Fragments on Nietzsche, Democracy, and Ethics

When I begin reading a text, I immerse myself in it. As many of my friends and colleagues know, when I start reading a thinker, too, I like I dive all the way in. I purchase or borrow any and all of their books. I push through as much as I can as carefully as I can so that I might understand the constellation of their work, their themes, their thoughts. I’ve had my love affairs with Ls: Latour, Laplanche, Levinas, Laclau, Lacan. I’ve recently delved into Connolly’s work, reading three of his main pieces. Weber, Simmel, Tarde, Luhmann—the list in social theory goes on.

But I have found that most, if not all, of the thinkers that I read seem to come back to Nietzsche, indebted to him in some way. Their thoughts seem to recall a Nietzchean theme, somewhere lost in time—seemingly adopted in the culture that at once he despised and critiqued. His thought is us. I seem to remember that Freud mentioned, somewhere in a note or some correspondence, that had he continued to read Nietzsche he would have had nothing original to write about.

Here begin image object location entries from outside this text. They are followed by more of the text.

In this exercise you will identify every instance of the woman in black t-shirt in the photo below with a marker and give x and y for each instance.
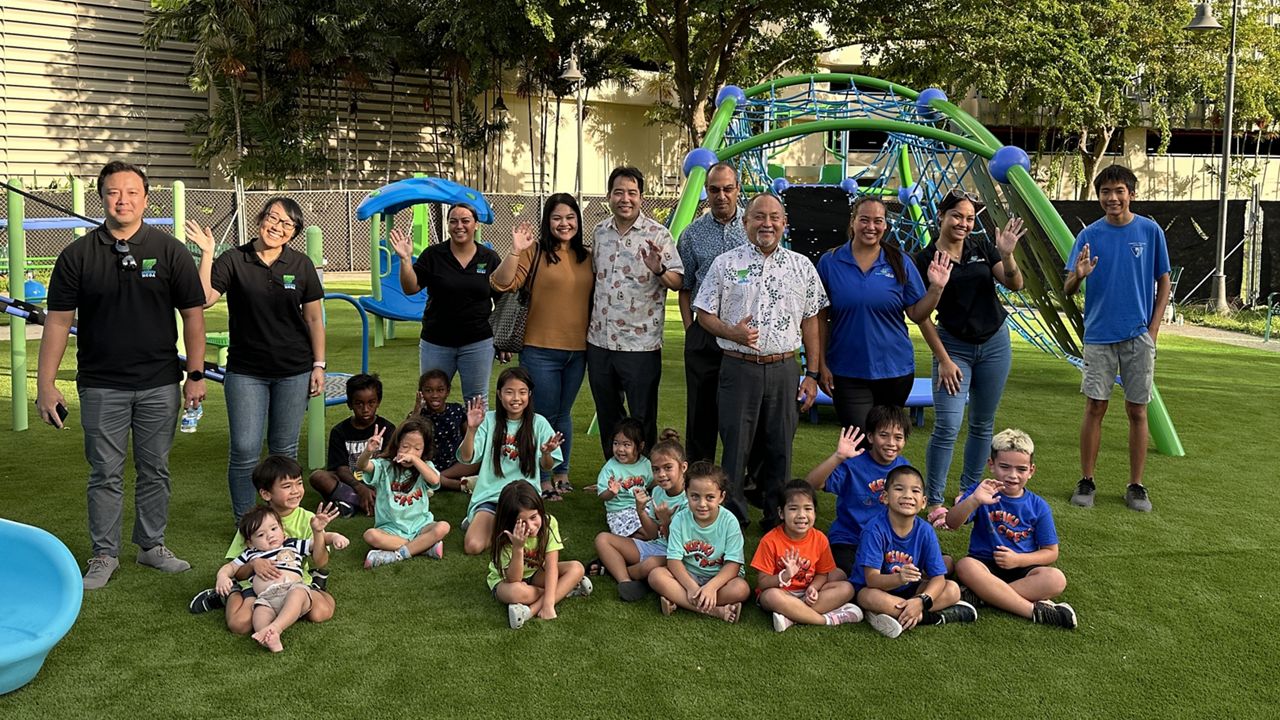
(970, 341)
(275, 360)
(456, 335)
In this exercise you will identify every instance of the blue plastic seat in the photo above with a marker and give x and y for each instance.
(40, 597)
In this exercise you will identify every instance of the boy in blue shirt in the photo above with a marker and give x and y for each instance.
(856, 478)
(1127, 261)
(1014, 540)
(900, 574)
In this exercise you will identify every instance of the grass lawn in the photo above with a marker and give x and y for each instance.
(1176, 616)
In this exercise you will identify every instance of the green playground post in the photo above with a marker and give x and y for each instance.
(904, 171)
(315, 406)
(18, 291)
(78, 203)
(179, 210)
(375, 290)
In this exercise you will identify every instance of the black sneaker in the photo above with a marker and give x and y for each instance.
(958, 613)
(1084, 491)
(320, 579)
(970, 597)
(1136, 497)
(1057, 614)
(205, 601)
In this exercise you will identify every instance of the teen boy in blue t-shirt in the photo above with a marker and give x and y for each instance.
(1127, 264)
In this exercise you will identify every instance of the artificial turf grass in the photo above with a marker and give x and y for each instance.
(1175, 614)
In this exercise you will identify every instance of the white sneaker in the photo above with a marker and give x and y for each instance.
(886, 625)
(517, 614)
(781, 621)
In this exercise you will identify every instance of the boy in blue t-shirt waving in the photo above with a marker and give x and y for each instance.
(1125, 260)
(1014, 540)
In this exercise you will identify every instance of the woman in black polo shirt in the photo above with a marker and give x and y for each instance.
(275, 360)
(456, 335)
(970, 341)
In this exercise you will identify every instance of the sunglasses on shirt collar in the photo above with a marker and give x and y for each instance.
(122, 250)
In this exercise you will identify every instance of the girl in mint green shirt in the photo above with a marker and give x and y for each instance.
(511, 443)
(533, 579)
(403, 481)
(704, 552)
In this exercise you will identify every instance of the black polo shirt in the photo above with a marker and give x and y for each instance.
(264, 310)
(970, 308)
(458, 300)
(127, 331)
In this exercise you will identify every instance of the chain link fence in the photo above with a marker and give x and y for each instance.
(346, 240)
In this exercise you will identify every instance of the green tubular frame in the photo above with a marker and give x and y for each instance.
(1027, 199)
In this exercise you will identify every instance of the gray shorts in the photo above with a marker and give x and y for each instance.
(1133, 359)
(650, 548)
(274, 596)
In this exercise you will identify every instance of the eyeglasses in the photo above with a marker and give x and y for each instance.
(286, 224)
(127, 261)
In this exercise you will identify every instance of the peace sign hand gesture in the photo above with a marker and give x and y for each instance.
(375, 441)
(475, 413)
(1008, 237)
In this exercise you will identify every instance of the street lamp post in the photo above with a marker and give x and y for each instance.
(574, 76)
(1205, 21)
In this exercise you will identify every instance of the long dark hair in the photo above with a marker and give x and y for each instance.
(548, 241)
(410, 425)
(515, 499)
(526, 449)
(892, 253)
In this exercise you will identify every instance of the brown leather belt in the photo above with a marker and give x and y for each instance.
(760, 359)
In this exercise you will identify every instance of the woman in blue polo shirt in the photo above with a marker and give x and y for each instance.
(970, 342)
(868, 355)
(456, 333)
(275, 359)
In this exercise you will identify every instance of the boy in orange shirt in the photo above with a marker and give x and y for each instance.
(795, 566)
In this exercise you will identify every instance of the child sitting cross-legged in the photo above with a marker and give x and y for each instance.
(900, 574)
(794, 560)
(704, 552)
(1014, 540)
(403, 481)
(280, 601)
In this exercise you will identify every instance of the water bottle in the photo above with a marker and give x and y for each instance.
(191, 418)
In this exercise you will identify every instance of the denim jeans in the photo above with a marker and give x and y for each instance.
(983, 369)
(257, 406)
(108, 418)
(557, 377)
(474, 363)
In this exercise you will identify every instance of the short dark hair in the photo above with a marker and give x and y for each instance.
(901, 470)
(120, 167)
(254, 519)
(704, 469)
(1115, 173)
(291, 208)
(359, 382)
(626, 172)
(799, 487)
(274, 468)
(887, 417)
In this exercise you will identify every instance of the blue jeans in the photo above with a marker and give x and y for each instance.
(257, 406)
(474, 363)
(557, 377)
(983, 369)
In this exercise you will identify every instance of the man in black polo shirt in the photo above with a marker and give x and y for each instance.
(126, 278)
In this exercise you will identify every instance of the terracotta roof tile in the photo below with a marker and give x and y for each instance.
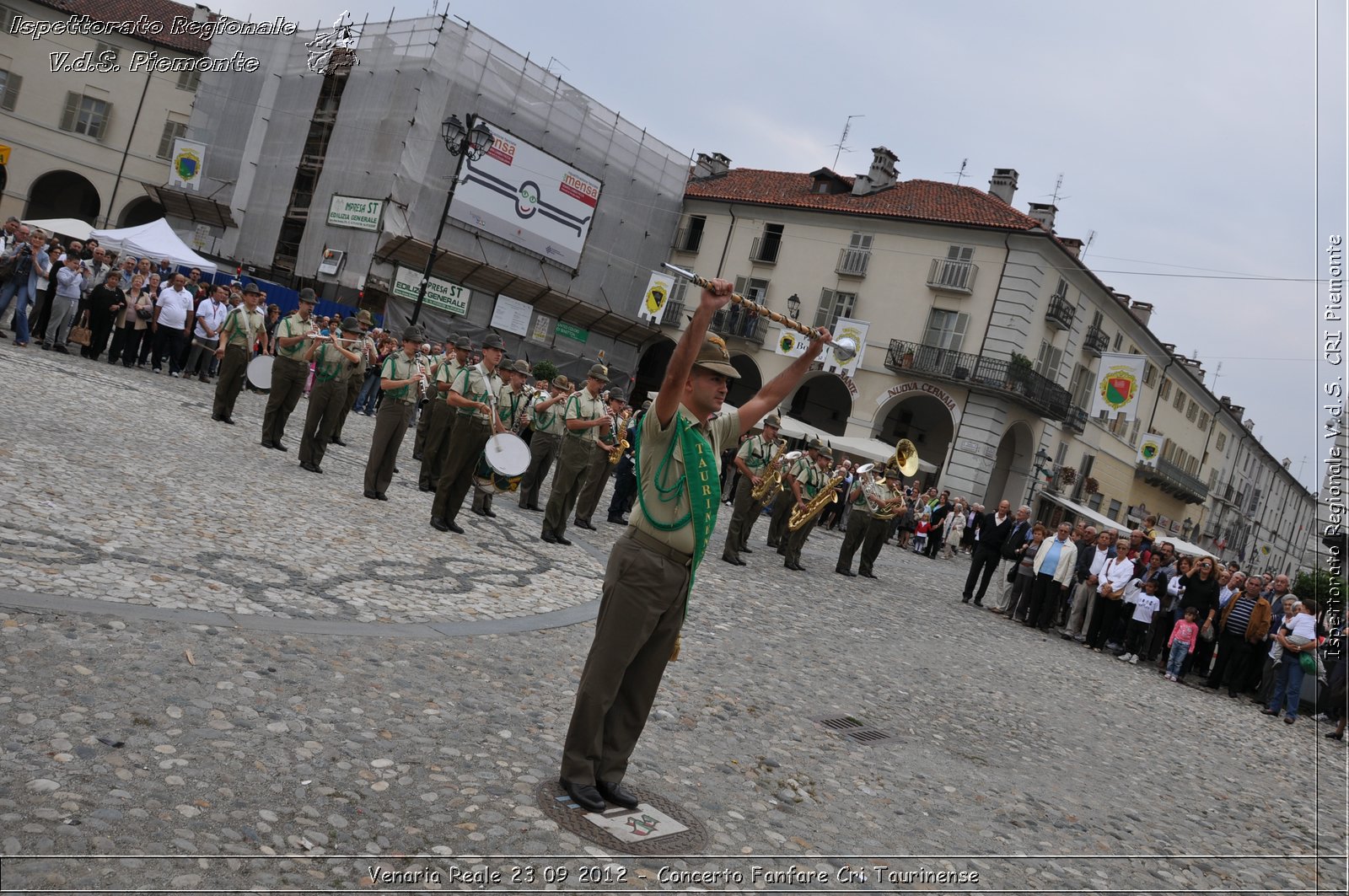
(162, 11)
(911, 200)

I feel a certain affinity for the man. He was troubled with sickness most of his life. He felt isolated, alone, terrified of the opposite sex (well, maybe not terrified). But he was also the consummate skeptic—a thinker whose range seemed only to be matched by an unwillingness to settle for fundamentalism. Even his seeming avowed hatred of Christian dogma wasn’t rooted in fundament. It was literary irony. It was his writing, riven with the subtle marks of historical knowledge, that led his philosophized hammer only to play the role of a tuning fork. He saw fundamentalism in both science and religion. He was the first pluralist, even if many see him as anti-democratic. And as Foucault points out in The Order of Things, if Nietzsche is to blame, he killed both God and Man.

I have ruminated over this idea that he is responsible for the demise of both the transcendent God and Man. In their stead he sees the flux, the ever-shifting state of becoming. He sees the immanent as the source of social inspiration. He marks the first thinker of becoming that situates its finer points within a discourse against the grain of 19th century science, against Newtonianism, and against the Enlightenment heirs that still reigned at academic universities throughout Europe (still do, I might add—and here in America). What is there beneath the transcendent moment? Can a democratic politics be merely immanent, contingent, and constituted by rapidly growing differences and identities? How can there be an ethos of respect from such a disarray of innumerable human iterations? That becoming-human, that never fully realized state of subjectivity—that is the terrain on which any Nietzschean should be treading.

I feel that democratic projects cannot be theorized unless we plunge back into the depths of Nietzsche’s later writings. And I hope to come back to resituate The Twilight of Idols to rethink how our queer political movements, our leftist and radical democratic projects, might be given new life if only by rethinking and resituating them in certain Nietzschean themes: of contingency, a radical connection to the present and to amor fati, a relational conception of who we are and what are to do, and how a collective politics is not herd politics if it avoids the fundamentalism of proceduralism, consensus, and the divisiveness of normality.